Is art utter rubbish, a money grab, or an accurate emotional mirror? — On the interpretation of art.
Is Art Meaningless?
To analyse a painting is not something easy, nor straightforward. In fact, if someone asked me how to do it, they’d see me dumbfounded, and struggling to know what to say. Of course, this is also due to the fact that I am simply an art enthusiast. But, it might be also because sometimes reading a painting is nowhere near as scientific as reading statistical results, or the age of a bone. To illustrate what I am trying to convey, it may be useful to use two — both great in their own merit — very different paintings as case studies. Let’s say, we’d want to “analyse” Wassily Kandinsky’s Sketch 2 and Claude Monet’s Madame Monet and Her Son (1875), woman with a Parasol. What is the first thing we’d notice?
We are not going to really squeeze our brains reading and analysing the paintings in detail, but we can instinctively grasp an idea: it is easier to “see” the intention, and the subject, in Monet’s piece than in Kandinsky's. This has naturally no relation to value, or worth; it has mostly to do with human perception and recognition of known objects.
When I encountered the title “Is Art Meaningless” on YouTube, I thought that Abigail Thorn’s intentions were those of investigating if art had value, usefulness (hence the “utter rubbish” in the subtitle).
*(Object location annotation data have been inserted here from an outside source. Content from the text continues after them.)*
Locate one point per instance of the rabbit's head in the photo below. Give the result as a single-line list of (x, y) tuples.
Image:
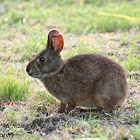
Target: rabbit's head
[(48, 62)]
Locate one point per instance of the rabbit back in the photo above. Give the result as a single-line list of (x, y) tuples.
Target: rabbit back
[(89, 80)]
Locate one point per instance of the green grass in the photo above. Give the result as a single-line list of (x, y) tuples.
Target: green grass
[(14, 88), (83, 18)]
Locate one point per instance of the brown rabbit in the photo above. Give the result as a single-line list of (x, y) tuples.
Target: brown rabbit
[(86, 80)]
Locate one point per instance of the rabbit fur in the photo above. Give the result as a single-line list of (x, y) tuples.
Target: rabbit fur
[(88, 79)]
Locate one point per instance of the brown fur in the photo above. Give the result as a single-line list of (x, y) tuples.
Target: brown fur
[(87, 80)]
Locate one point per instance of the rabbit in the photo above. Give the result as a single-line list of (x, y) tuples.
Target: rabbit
[(86, 80)]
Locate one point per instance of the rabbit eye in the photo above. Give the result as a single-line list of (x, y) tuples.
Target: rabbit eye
[(42, 59)]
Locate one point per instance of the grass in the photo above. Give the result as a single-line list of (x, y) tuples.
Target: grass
[(14, 88), (24, 26)]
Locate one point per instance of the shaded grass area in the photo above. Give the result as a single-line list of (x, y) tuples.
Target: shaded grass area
[(78, 17), (14, 87)]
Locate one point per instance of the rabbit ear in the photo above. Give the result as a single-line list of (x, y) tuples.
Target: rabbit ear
[(55, 40)]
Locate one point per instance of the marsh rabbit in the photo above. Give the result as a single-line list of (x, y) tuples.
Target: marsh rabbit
[(88, 79)]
I was, as it turns out, mistaken. More in line with the literal meaning of meaningless, the video was questioning if art had a — subjective or objective — meaning.
“The job of the artist is always to deepen the mystery.” — Francis Bacon
Mystery. Bacon’s quote may very well refer to an almost spiritual need of individuals to express their desire for all that is occult, or non-verbal and mysteriously emotional. Denis Donoghue argues in The Arts Without Mystery that contemporary society’s dedication to technology and logical explanation has a tendency to rob the arts of their “mystery.” Rendering them no much more than amusement…I think, I can see this in the transformation of some forms of art, which now are mostly used as décor or selfie backdrops. Though in all honesty, I feel that there is nothing wrong there either.
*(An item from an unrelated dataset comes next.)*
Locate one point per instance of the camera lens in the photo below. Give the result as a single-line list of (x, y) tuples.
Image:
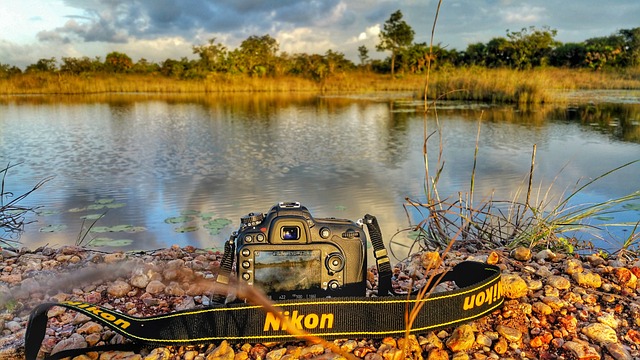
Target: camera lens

Also, some art was used to deepen mystery while unveiling it. Thinking here about Christian art and its role held before mass literacy.
Any-who and anyhow, Philosophy Tube…Before entering the virtual locus of a discussion room with Thorn, these are the main segments of her well researched (as they usually are, and, she even leaves a reference list in the description boxes. I’m a fan) video and argument:
The artist’s intention (read more about this here)
Feeling the right emotion
The art market (read more about this here)
Art and the audience
Thorn, as Madam X, posits that the aesthetic value of a painting might be subjective, but the meaning of a painting is not, or might be not, according to the idea that we might be wrong when interpreting a piece. To be fair, she extends the arguments to all works of art, like cinema, for instance. Therefore, we can now see (with the inclusion of more verbal/immediate forms of art) how one might be wrong: you can definitely misinterpret Shakespeare, and almost surely misinterpret David Lynch. But can the same be said for painting and sculpture? Is it fair to set them in the same category when discussing meaning? Even further, are we sure that the idea of objective meaning stands for paintings such as the work of Leonardo (or the fat cow above) as much as for the work of Klee, or Rothko?
Much like Madame X, to explore further points of discussion, we will have to assume that at the very least there might be an objective meaning to all works of art.
The Death of The Artist…Or are they still alive?
The vexata questio: do meanings reside with the author’s intentions?
“When you take a flower in your hand and really look at it, it’s your world for the moment. I want to give that world to someone else… Nobody really sees a flower — really — it is so small — we haven’t time — and to see takes time… So I said to myself — I’ll paint what I see — what the flower is to me but I’ll paint it big and they will be surprised into taking time to look at it.” — Georgia O’Keeffe
Georgia O’Keeffe was a modernist American artist who was known for her studies on natural subjects, including flowers and skulls, as well as her images of New York City towers and landscape and building elements distinctive to northern New Mexico. As copied above, she did leave a statement about the reason (and meaning?) for her flower works; paining what she saw, giving size to small, beautiful things. Should we then accept this as the true and only meaning of her pieces?